Parameter-Efficient Adaptation of SAM 3 for Automated ITV Generation from 4DCT Images
Pith reviewed 2026-06-27 04:30 UTC · model grok-4.3
The pith
Adapting SAM 3 via LoRA plus temporal filtering automates ITV generation from 4DCT scans with seven annotated volumes.
A machine-rendered reading of the paper's core claim, the machinery that carries it, and where it could break.
Core claim
Parameter-efficient fine-tuning of SAM 3 with LoRA and hard negative mining aligns its text-prompted output to the medical domain; phase-wise predictions are then refined by temporal filtering that exploits the continuous periodic nature of respiration, so genuine anatomy remains contiguous across phases while transient artifacts are suppressed. The resulting contours achieve median Dice scores of 0.968 for pulmonary and 0.910 for cardiac structures with 95th-percentile Hausdorff distances of 0.998 mm and 2.931 mm, eliminate the severe false positives of zero-shot SAM 3, and retain over 95 percent of full-data accuracy when trained on only seven annotated volumes.
What carries the argument
LoRA-adapted SAM 3 segmentation followed by phase-coherent temporal filtering and spatial connectivity analysis.
Load-bearing premise
Genuine anatomy appears in contiguous blocks of phases while transient artifacts appear sporadically.
What would settle it
A 4DCT test set containing irregular or non-periodic motion patterns in which the temporal filtering step fails to raise Dice scores above those of the unadapted zero-shot model.
Figures
read the original abstract
Four-dimensional computed tomography (4DCT) captures the full respiratory cycle of thoracic anatomy, yet current Internal Target Volume contouring workflows process each phase in isolation, discarding temporal coherence and leaving contours vulnerable to phase-specific artifacts. We present a lightweight framework that applies parameter-efficient fine-tuning to the Segment Anything Model 3 (SAM 3) via low-rank adaptation (LoRA) to align its text-prompted segmentation with the medical domain using only seven annotated 3D CT volumes. Furthermore, the framework incorporates a hard negative mining strategy to improve boundary discrimination in low-contrast thoracic regions. At inference, phase-wise predictions are refined through phase-coherent temporal filtering and spatial connectivity analysis. Since respiratory motion is continuous and periodic, genuine anatomy appears in contiguous blocks of phases, whereas transient artifacts appear sporadically and are thus effectively suppressed. Experiments on pulmonary and cardiac structures yield median Dice scores of 0.968 and 0.910 with 95th-percentile Hausdorff distances of 0.998 mm and 2.931 mm, respectively. The proposed framework effectively eliminates the severe false-positive predictions inherent in the zero-shot inference of the unadapted SAM 3. With only seven annotated volumes, the framework retains over 95% of full-data accuracy, and the entire pipeline is trainable on a single consumer-grade GPU, demonstrating a scalable, data-efficient solution for adaptive radiotherapy.
Editorial analysis
A structured set of objections, weighed in public.
Referee Report
Summary. The manuscript proposes a lightweight framework for automated Internal Target Volume (ITV) generation from 4DCT images by applying parameter-efficient fine-tuning (LoRA) to SAM 3 using only seven annotated 3D CT volumes, combined with hard negative mining during training. At inference, phase-wise predictions are refined via phase-coherent temporal filtering and spatial connectivity analysis, justified by the claim that genuine anatomy appears in contiguous phase blocks while transient artifacts are sporadic. Experiments on pulmonary and cardiac structures report median Dice scores of 0.968 and 0.910 with 95th-percentile Hausdorff distances of 0.998 mm and 2.931 mm, claiming elimination of zero-shot false positives and retention of over 95% of full-data accuracy on a single consumer GPU.
Significance.
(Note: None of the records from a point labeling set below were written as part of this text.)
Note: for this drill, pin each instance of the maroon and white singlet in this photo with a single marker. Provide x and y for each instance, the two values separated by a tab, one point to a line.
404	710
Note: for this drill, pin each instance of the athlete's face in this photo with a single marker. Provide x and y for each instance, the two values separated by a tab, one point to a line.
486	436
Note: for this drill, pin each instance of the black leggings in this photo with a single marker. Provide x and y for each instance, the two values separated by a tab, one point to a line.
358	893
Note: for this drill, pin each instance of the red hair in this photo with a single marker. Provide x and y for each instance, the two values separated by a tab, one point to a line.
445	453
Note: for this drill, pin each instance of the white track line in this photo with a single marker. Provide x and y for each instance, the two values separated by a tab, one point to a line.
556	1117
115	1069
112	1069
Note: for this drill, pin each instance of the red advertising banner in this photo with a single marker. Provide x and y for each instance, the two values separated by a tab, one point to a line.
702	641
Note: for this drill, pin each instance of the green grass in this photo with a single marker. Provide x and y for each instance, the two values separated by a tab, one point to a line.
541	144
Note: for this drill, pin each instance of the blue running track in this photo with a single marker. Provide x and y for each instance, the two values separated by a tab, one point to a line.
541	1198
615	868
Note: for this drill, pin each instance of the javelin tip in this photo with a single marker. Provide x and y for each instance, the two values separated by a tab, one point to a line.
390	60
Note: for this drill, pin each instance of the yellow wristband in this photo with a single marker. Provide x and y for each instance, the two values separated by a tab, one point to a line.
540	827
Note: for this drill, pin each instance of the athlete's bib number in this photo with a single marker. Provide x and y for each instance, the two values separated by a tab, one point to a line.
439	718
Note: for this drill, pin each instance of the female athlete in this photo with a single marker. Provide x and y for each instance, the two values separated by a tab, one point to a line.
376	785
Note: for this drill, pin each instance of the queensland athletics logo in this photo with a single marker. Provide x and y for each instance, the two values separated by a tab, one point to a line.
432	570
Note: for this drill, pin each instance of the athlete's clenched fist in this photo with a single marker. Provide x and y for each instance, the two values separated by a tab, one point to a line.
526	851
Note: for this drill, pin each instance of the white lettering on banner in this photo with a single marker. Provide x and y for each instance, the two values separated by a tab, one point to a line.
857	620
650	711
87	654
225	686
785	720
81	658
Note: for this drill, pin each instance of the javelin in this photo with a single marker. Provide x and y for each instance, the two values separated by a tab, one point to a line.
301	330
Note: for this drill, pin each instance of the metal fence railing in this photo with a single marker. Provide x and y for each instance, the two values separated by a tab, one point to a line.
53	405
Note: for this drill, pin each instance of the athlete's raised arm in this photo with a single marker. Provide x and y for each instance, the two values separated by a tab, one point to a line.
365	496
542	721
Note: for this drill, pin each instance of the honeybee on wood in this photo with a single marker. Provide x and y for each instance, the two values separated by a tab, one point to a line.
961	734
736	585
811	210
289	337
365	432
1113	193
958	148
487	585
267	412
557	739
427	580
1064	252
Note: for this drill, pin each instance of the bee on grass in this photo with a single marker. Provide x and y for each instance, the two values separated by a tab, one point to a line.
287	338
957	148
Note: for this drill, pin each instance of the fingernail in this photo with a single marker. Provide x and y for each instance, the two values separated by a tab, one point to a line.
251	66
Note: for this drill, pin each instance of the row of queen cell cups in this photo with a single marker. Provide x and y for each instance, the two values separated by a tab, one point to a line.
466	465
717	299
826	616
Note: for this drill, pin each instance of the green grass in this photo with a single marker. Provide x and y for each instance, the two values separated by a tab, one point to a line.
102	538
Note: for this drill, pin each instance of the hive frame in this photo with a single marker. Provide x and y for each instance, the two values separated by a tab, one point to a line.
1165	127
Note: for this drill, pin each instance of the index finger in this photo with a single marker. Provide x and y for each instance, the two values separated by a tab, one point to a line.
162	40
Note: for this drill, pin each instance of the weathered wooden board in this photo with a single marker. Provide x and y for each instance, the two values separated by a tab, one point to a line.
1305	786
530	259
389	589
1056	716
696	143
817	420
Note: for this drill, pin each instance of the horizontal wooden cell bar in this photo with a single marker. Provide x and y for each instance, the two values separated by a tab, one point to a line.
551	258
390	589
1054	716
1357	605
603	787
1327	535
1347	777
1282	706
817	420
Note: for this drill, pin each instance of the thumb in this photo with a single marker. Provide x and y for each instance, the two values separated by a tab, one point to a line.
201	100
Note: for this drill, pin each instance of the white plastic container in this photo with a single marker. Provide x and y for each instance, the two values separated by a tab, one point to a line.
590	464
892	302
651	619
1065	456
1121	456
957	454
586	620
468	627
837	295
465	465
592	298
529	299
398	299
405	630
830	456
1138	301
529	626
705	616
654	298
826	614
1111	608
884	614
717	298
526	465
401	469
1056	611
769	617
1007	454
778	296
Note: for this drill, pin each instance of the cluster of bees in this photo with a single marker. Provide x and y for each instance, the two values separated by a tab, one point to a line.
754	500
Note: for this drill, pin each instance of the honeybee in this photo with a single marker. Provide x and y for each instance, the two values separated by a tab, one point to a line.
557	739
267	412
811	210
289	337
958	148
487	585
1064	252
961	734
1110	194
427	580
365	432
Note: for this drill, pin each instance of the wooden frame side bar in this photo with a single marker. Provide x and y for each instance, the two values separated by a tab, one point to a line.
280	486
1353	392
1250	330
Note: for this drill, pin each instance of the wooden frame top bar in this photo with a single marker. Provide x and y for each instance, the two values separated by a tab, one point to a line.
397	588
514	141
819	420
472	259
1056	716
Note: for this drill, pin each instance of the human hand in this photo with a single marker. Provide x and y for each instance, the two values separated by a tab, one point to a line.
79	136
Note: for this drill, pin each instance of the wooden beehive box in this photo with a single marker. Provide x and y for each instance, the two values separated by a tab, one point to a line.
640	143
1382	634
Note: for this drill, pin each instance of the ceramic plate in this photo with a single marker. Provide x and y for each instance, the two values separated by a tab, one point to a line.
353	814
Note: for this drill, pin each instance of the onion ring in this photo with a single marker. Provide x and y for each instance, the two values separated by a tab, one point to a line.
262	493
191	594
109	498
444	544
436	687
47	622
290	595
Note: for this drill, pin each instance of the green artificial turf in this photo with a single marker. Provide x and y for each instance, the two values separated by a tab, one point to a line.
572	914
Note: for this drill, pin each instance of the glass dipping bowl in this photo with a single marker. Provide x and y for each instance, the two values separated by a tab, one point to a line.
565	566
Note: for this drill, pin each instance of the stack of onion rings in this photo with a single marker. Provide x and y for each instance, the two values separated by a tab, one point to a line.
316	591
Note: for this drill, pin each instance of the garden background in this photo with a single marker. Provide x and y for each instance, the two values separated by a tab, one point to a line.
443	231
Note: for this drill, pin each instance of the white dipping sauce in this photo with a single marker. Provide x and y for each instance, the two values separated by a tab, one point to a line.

If validated, the work demonstrates a data-efficient adaptation of a foundation model for a clinically relevant radiotherapy task, highlighting the potential of LoRA for medical domain alignment with minimal annotations and low compute. The explicit use of 4D temporal coherence is a distinguishing element, though its contribution to the reported gains requires substantiation to confirm the framework's advantages over zero-shot or fully supervised baselines.
major comments (2)
- [Abstract] Abstract (inference stage): The headline performance metrics and the claim of eliminating severe false-positive predictions are achieved only after the phase-coherent temporal filtering plus spatial connectivity step. The justification rests solely on the untested assumption that 'genuine anatomy appears in contiguous blocks of phases, whereas transient artifacts appear sporadically,' with no quantitative verification on the evaluation data and no ablation isolating the filtering contribution. This makes it impossible to attribute the reported suppression of artifacts and retained accuracy (>95% of full-data) to the LoRA adaptation alone.
- [Abstract] Abstract: The reported numeric results lack accompanying information on total dataset size, cross-validation procedure, additional baselines beyond zero-shot SAM 3, or statistical testing. Without these, the strength of the claims (e.g., median Dice 0.968/0.910 and retention of 95% accuracy) cannot be assessed for robustness or generalizability.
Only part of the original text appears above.